Monday February 27, 2023

CBS Bay Area

In its latest ambitious roadmap to tackle climate change, California relies on capturing carbon out of the air and storing it deep underground on a scale that’s not yet been seen in the United States.

The plan — advanced by Gov. Gavin Newsom’s administration — comes just as the Biden administration has boosted incentives for carbon capture projects in an effort to spur more development nationwide. Ratcheting up 20 years of climate efforts, Newsom last year signed a law requiring California to remove as much carbon from the air as it emits by 2045 — one of the world’s fastest timelines for achieving so-called carbon neutrality. He directed the powerful California Air Resources Board to drastically reduce the use of fossil fuels and build massive amounts of carbon dioxide capture and storage.

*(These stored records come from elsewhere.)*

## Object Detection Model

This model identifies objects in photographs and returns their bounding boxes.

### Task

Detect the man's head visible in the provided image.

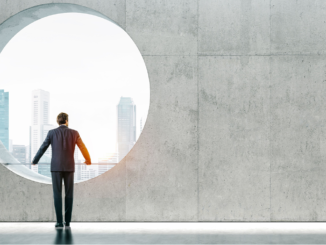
[57,112,68,126]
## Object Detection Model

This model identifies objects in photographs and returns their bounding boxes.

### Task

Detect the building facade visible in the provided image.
[117,97,136,161]
[30,89,55,177]
[12,145,26,164]
[0,89,9,151]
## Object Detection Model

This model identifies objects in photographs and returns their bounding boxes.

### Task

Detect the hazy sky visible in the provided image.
[0,13,149,162]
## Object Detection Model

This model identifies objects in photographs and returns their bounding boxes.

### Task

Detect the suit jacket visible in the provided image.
[33,125,91,172]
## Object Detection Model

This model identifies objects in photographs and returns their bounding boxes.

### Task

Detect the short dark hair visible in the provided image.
[57,112,69,125]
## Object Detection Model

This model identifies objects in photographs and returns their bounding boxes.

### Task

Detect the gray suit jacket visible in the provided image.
[32,125,91,172]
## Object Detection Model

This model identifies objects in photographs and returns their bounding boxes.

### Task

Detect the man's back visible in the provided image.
[33,125,91,172]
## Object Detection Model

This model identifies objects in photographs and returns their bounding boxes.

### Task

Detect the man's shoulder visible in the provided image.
[68,128,78,134]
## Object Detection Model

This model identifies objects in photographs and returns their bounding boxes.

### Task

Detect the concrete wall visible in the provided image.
[0,0,326,221]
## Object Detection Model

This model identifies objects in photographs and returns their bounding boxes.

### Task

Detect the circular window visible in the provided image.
[0,13,150,182]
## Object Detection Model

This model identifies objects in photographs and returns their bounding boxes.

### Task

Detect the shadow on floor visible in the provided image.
[0,229,326,245]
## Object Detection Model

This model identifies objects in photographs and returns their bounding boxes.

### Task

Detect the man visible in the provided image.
[32,112,91,229]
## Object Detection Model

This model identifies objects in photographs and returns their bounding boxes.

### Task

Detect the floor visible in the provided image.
[0,222,326,245]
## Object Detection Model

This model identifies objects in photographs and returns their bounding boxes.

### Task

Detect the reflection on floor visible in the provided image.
[0,222,326,245]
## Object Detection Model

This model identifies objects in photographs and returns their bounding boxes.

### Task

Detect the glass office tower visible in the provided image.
[0,89,9,151]
[117,97,136,161]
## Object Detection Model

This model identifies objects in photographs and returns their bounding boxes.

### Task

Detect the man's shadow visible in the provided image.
[53,228,74,245]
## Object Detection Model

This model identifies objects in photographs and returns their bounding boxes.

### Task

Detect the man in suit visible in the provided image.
[32,112,91,229]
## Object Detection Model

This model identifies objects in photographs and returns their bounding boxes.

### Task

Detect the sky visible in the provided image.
[0,13,150,162]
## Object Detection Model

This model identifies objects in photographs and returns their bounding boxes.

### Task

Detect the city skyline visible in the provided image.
[0,14,149,162]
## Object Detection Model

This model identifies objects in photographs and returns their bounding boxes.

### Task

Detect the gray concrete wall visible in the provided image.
[0,0,326,221]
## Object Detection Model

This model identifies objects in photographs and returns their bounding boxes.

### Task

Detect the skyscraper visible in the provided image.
[12,145,26,163]
[30,89,55,177]
[0,89,9,151]
[117,97,136,161]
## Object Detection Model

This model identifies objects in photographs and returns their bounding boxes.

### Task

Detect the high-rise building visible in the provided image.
[30,89,55,177]
[137,115,147,135]
[9,139,13,153]
[117,97,136,161]
[12,145,26,164]
[0,89,9,151]
[25,145,31,168]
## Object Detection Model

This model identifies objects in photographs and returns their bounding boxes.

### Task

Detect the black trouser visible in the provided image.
[51,172,74,223]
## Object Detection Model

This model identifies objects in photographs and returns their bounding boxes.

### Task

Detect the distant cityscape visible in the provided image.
[0,89,145,181]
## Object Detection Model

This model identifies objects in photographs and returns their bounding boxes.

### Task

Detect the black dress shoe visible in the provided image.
[55,223,63,229]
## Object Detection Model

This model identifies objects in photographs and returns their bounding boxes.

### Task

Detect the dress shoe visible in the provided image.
[64,222,70,229]
[55,223,63,229]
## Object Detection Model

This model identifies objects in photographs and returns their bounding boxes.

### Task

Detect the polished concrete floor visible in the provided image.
[0,222,326,245]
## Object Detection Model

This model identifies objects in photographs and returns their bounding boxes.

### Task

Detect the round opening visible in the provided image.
[0,10,150,183]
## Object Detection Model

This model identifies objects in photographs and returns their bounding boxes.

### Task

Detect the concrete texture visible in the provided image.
[0,0,326,221]
[198,56,270,221]
[0,222,326,245]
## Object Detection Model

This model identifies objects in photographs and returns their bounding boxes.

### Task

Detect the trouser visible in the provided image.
[51,172,74,223]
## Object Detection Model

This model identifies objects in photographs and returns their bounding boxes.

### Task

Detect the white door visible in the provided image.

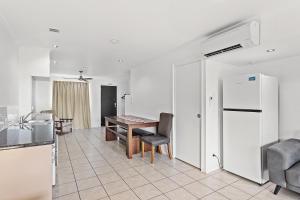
[223,111,262,183]
[174,63,201,168]
[223,74,261,110]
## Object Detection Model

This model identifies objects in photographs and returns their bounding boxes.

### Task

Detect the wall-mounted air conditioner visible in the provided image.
[201,21,260,58]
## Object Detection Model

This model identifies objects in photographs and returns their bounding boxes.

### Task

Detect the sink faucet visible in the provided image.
[20,111,33,124]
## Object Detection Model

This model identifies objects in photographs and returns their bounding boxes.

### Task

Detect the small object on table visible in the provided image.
[54,117,73,135]
[105,115,158,159]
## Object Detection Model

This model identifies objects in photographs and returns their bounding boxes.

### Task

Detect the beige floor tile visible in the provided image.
[90,160,108,168]
[199,176,228,190]
[153,178,179,193]
[104,180,129,195]
[218,186,251,200]
[112,161,131,170]
[77,177,101,191]
[184,182,213,198]
[170,173,195,186]
[79,186,107,200]
[165,188,197,200]
[254,186,300,200]
[117,168,139,178]
[142,171,166,182]
[52,182,77,198]
[201,192,228,200]
[54,192,80,200]
[159,167,181,177]
[151,195,169,200]
[110,190,139,200]
[232,179,265,196]
[74,170,96,180]
[172,160,195,172]
[184,169,208,180]
[134,165,156,174]
[56,172,75,185]
[98,171,121,184]
[127,158,145,167]
[73,166,93,173]
[134,184,161,200]
[213,171,239,184]
[94,165,114,175]
[124,175,149,188]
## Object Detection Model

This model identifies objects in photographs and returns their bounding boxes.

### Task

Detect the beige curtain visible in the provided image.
[52,81,91,129]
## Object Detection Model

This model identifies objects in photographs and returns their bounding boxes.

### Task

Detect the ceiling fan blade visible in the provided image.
[64,77,78,79]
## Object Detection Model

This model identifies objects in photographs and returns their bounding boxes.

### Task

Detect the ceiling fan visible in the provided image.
[64,70,93,82]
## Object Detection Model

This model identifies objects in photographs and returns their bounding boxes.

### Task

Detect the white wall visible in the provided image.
[0,18,18,106]
[32,76,52,112]
[240,56,300,139]
[18,47,50,115]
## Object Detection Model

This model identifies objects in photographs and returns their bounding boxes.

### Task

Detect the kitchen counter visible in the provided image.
[0,121,55,150]
[0,120,56,200]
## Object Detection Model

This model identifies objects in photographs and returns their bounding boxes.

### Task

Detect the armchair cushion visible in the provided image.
[268,139,300,170]
[267,139,300,187]
[286,162,300,187]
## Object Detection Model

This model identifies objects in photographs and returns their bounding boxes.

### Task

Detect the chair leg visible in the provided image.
[151,145,155,163]
[274,185,281,195]
[157,145,162,154]
[141,141,145,158]
[168,143,173,160]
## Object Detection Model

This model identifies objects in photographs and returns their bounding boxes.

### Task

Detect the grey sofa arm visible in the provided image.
[267,139,300,187]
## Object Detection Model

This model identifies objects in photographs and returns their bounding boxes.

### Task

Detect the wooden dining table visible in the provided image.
[105,115,159,159]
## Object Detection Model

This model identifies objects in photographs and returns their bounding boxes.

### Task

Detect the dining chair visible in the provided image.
[141,113,173,163]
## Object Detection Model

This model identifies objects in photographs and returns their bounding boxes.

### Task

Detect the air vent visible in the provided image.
[204,44,242,58]
[49,28,59,33]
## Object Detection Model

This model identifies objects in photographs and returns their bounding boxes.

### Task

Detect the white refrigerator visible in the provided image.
[223,74,278,184]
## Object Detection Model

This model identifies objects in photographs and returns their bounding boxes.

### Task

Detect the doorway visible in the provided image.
[173,62,201,168]
[101,85,117,126]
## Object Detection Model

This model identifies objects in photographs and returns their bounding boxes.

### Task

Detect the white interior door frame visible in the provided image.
[172,59,206,171]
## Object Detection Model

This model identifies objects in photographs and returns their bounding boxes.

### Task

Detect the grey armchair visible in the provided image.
[267,139,300,194]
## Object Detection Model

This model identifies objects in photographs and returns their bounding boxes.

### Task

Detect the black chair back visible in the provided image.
[158,113,173,138]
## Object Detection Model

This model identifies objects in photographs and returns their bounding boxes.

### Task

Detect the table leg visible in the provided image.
[126,127,132,159]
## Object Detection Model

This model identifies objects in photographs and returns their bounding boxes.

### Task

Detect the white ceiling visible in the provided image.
[0,0,300,76]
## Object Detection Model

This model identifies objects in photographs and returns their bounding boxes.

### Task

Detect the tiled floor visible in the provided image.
[53,129,300,200]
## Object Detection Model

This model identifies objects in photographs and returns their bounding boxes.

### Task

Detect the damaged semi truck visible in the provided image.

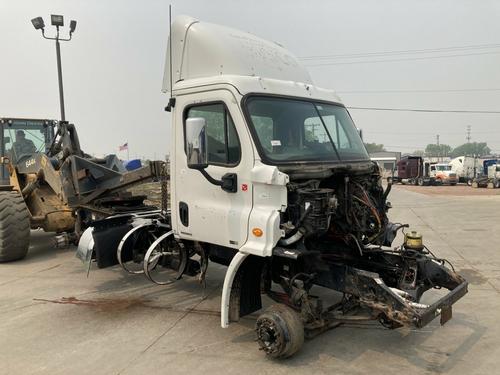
[78,16,468,358]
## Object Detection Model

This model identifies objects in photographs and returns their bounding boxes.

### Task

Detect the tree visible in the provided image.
[425,144,452,156]
[365,143,385,154]
[451,142,491,158]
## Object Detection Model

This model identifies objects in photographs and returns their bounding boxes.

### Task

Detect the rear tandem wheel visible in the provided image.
[0,191,30,262]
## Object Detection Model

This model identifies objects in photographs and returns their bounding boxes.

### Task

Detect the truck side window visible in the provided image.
[186,103,241,166]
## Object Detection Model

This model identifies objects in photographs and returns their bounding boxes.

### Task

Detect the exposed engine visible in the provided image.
[280,165,397,248]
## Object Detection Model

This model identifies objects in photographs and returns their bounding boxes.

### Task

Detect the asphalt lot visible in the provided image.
[0,186,500,375]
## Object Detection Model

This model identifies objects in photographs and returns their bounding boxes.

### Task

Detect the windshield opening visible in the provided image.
[246,96,369,162]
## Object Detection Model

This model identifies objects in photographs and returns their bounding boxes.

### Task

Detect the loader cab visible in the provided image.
[0,118,57,185]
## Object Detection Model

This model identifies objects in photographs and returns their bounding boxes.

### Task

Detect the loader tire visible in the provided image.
[0,191,30,262]
[255,304,304,358]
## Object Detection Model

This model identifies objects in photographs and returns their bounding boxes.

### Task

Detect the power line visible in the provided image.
[299,43,500,60]
[347,107,500,114]
[363,129,500,135]
[305,51,500,67]
[335,88,500,94]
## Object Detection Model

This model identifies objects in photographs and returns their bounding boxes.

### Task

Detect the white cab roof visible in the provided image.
[162,16,312,92]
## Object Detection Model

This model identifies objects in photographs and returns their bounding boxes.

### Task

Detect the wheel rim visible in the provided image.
[116,223,152,275]
[257,318,285,355]
[143,231,189,285]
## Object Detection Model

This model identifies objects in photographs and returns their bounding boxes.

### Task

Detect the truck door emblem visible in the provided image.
[26,158,36,168]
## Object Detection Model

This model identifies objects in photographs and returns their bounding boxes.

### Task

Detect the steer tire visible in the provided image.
[255,304,304,358]
[0,191,30,262]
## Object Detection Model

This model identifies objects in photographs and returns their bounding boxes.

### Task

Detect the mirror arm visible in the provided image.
[198,168,238,193]
[198,168,222,186]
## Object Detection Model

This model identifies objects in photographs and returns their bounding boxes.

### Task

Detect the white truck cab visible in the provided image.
[163,16,370,256]
[79,16,467,357]
[430,163,458,185]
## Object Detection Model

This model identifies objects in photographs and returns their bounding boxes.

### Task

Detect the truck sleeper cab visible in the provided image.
[78,17,467,358]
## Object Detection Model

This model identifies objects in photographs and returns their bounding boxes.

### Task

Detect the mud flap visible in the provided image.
[229,255,264,322]
[77,215,132,268]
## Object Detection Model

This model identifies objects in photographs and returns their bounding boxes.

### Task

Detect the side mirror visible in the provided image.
[185,117,208,169]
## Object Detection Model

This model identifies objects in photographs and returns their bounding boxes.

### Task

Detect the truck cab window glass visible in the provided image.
[3,124,49,161]
[246,96,368,162]
[187,103,241,166]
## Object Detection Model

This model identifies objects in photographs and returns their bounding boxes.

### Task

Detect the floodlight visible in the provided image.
[50,14,64,27]
[31,17,45,30]
[69,20,76,34]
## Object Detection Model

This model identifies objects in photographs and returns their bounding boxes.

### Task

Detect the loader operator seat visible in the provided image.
[12,130,36,160]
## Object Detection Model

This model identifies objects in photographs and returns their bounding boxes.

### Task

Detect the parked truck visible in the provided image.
[472,159,500,189]
[429,163,458,186]
[77,16,468,357]
[389,155,436,186]
[449,156,488,185]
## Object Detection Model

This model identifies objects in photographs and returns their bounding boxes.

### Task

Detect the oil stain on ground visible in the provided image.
[33,297,220,316]
[458,268,488,285]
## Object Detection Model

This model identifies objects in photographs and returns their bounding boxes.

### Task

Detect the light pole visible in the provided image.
[31,14,76,121]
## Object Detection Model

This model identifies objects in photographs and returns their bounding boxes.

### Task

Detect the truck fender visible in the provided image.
[220,251,249,328]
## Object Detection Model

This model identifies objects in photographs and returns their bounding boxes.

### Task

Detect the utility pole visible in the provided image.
[31,14,76,121]
[436,134,441,161]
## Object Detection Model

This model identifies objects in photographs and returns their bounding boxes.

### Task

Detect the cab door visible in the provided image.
[171,89,254,249]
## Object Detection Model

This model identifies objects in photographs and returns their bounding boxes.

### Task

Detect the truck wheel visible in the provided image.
[0,191,30,262]
[255,304,304,358]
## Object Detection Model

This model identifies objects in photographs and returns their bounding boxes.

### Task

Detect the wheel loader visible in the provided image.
[77,16,468,358]
[0,118,161,262]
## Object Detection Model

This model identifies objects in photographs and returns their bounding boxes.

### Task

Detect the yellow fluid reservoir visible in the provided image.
[404,231,424,250]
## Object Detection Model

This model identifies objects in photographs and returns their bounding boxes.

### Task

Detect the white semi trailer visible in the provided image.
[449,156,487,185]
[78,16,467,357]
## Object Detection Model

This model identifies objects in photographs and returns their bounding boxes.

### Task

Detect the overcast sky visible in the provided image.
[0,0,500,158]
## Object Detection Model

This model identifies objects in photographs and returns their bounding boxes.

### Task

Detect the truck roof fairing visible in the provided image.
[162,16,312,92]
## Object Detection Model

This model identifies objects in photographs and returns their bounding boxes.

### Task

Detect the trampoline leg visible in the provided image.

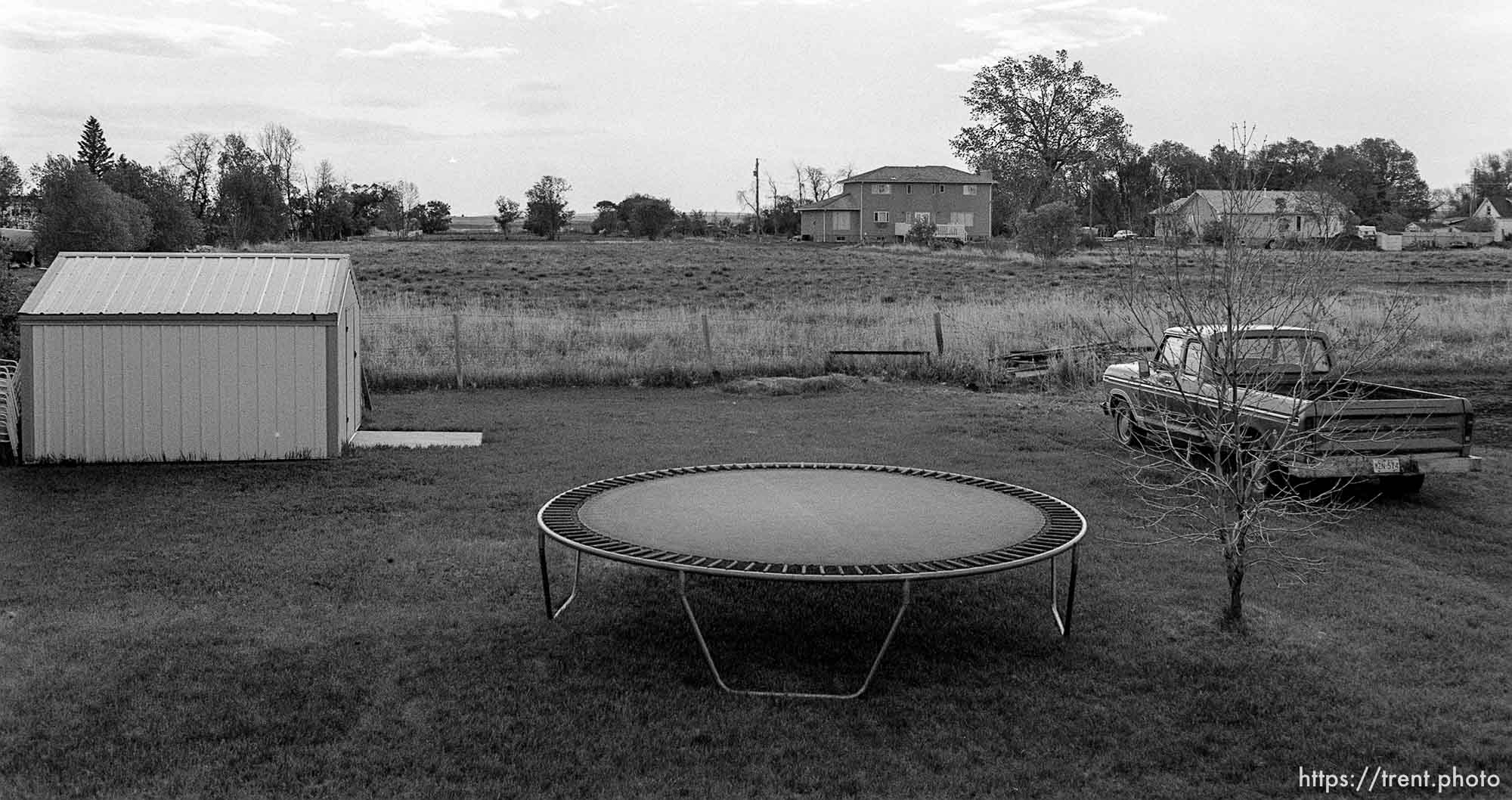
[677,570,909,700]
[535,531,582,620]
[1049,544,1077,637]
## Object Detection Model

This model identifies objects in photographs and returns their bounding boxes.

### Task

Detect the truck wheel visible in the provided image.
[1113,402,1145,448]
[1380,475,1424,498]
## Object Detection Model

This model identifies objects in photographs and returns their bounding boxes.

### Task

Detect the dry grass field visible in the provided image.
[287,237,1512,310]
[0,240,1512,800]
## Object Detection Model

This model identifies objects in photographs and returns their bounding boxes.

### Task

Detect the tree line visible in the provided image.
[0,116,451,262]
[493,175,748,239]
[950,50,1512,233]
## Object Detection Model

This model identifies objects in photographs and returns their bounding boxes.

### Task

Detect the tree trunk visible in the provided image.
[1223,529,1244,631]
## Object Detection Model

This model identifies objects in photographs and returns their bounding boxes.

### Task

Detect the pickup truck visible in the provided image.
[1102,325,1480,495]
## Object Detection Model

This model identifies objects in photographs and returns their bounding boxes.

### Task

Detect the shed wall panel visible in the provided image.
[26,324,328,461]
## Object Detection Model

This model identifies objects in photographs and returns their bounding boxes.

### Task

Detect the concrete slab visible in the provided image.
[352,431,482,448]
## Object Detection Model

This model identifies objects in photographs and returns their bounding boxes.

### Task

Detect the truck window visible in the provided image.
[1155,336,1185,372]
[1234,336,1334,372]
[1181,340,1202,377]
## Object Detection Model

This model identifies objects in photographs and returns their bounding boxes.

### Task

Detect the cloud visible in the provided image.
[363,0,593,27]
[5,8,286,59]
[336,32,519,59]
[939,0,1166,73]
[231,0,299,17]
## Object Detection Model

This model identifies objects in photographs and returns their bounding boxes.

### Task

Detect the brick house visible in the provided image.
[1149,189,1349,245]
[798,166,993,242]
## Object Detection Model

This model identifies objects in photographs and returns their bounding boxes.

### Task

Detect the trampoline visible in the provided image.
[535,463,1087,699]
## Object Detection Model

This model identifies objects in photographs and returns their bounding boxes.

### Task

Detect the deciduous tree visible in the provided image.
[213,133,286,245]
[493,195,520,239]
[590,200,620,234]
[618,194,677,239]
[1015,200,1077,263]
[103,156,204,253]
[951,50,1128,207]
[36,156,153,263]
[257,122,304,233]
[525,175,572,240]
[168,133,221,219]
[1148,139,1217,200]
[410,200,452,233]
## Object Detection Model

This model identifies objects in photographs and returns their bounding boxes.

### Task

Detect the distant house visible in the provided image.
[1151,189,1349,245]
[0,195,38,230]
[798,166,993,242]
[1470,197,1512,242]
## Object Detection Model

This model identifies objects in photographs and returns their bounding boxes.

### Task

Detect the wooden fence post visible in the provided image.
[452,315,463,389]
[703,315,720,375]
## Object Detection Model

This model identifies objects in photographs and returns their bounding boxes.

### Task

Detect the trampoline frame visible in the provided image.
[535,461,1087,700]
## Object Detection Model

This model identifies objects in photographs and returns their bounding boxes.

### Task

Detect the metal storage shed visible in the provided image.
[17,253,363,461]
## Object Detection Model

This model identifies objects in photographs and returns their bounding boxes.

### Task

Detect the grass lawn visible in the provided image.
[0,384,1512,798]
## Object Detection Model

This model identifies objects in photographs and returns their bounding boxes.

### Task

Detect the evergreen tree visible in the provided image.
[79,116,112,178]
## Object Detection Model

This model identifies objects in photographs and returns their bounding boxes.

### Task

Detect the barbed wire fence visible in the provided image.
[361,305,1131,389]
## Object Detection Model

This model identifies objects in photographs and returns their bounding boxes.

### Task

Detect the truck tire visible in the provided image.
[1380,475,1424,498]
[1110,401,1145,448]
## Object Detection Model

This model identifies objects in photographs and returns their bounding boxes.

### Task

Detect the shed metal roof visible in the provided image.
[21,253,351,315]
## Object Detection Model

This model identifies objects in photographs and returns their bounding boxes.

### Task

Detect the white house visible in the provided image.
[1470,197,1512,242]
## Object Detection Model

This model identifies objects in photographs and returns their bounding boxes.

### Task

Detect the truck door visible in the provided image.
[1166,339,1213,439]
[1134,336,1187,431]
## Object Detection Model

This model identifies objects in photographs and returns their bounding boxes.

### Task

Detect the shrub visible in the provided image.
[1202,219,1228,245]
[907,219,939,245]
[1016,200,1077,263]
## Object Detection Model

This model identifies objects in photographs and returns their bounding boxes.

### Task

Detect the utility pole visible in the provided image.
[751,159,761,242]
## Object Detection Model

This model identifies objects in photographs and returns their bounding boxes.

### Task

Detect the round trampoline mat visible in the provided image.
[537,463,1086,581]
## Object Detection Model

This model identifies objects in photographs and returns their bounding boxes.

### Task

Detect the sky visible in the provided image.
[0,0,1512,215]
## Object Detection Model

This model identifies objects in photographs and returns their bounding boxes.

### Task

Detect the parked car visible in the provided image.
[1102,325,1480,493]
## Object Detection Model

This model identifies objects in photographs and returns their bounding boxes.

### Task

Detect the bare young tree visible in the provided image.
[166,132,221,219]
[393,178,420,237]
[803,166,850,203]
[1105,129,1421,629]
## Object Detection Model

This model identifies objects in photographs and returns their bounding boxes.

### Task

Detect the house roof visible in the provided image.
[798,195,860,212]
[1149,194,1196,216]
[21,253,351,315]
[841,166,993,183]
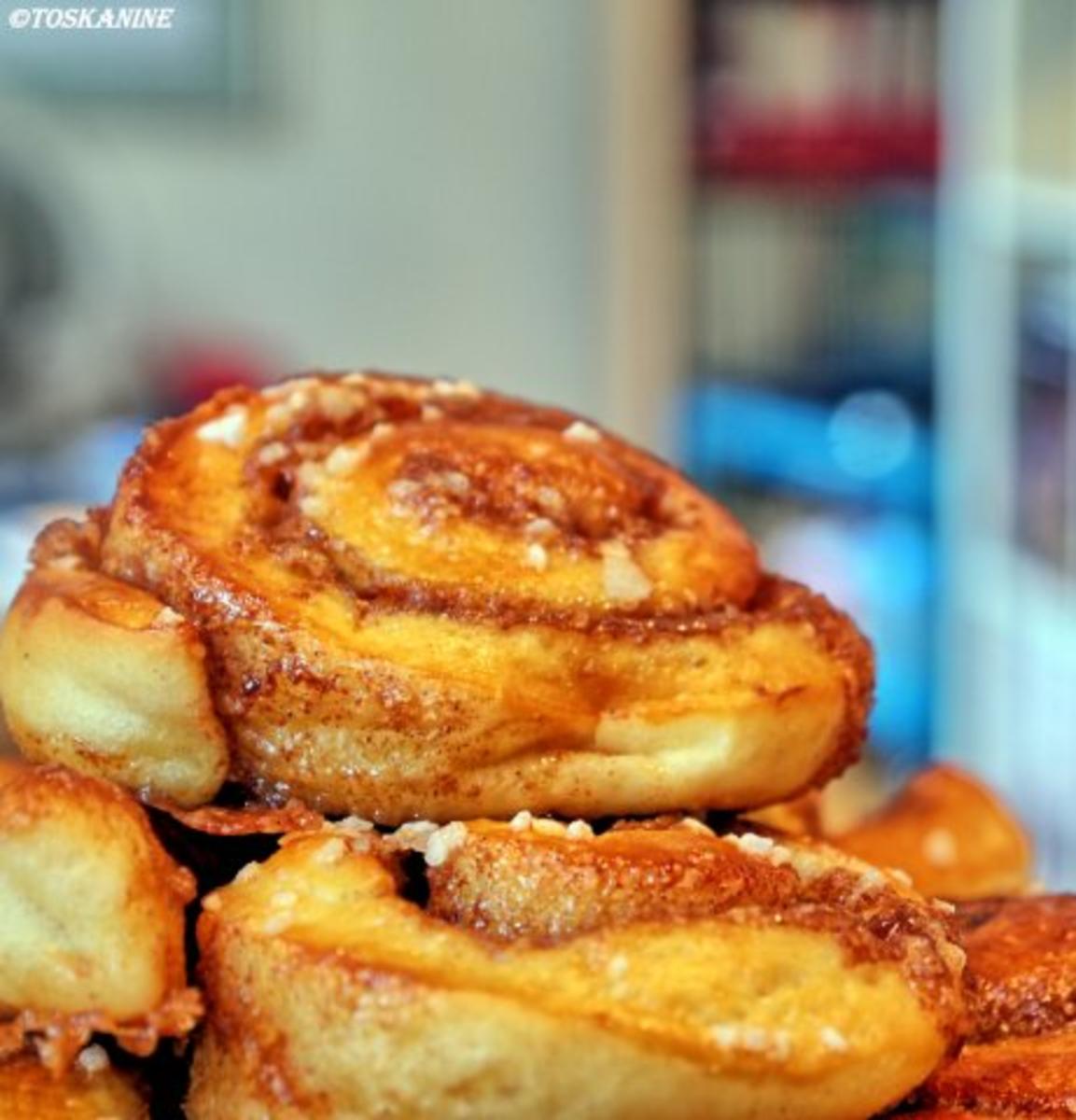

To achieve its climate goals, California must rapidly transform an economy that’s larger than most nations but fierce opposition to carbon capture from environmental groups and concerns about how to safely transport the gas may delay progress — practical and political obstacles the Democratic-led Legislature must now navigate.

Last year, the California state legislature passed a law that says no carbon dioxide may flow through new pipelines until the federal government finishes writing stronger safety regulations, a process that could take years. As a potential backup, the law directed the California Natural Resources Agency to write its own pipeline standards for lawmakers to consider, a report now more than three weeks overdue.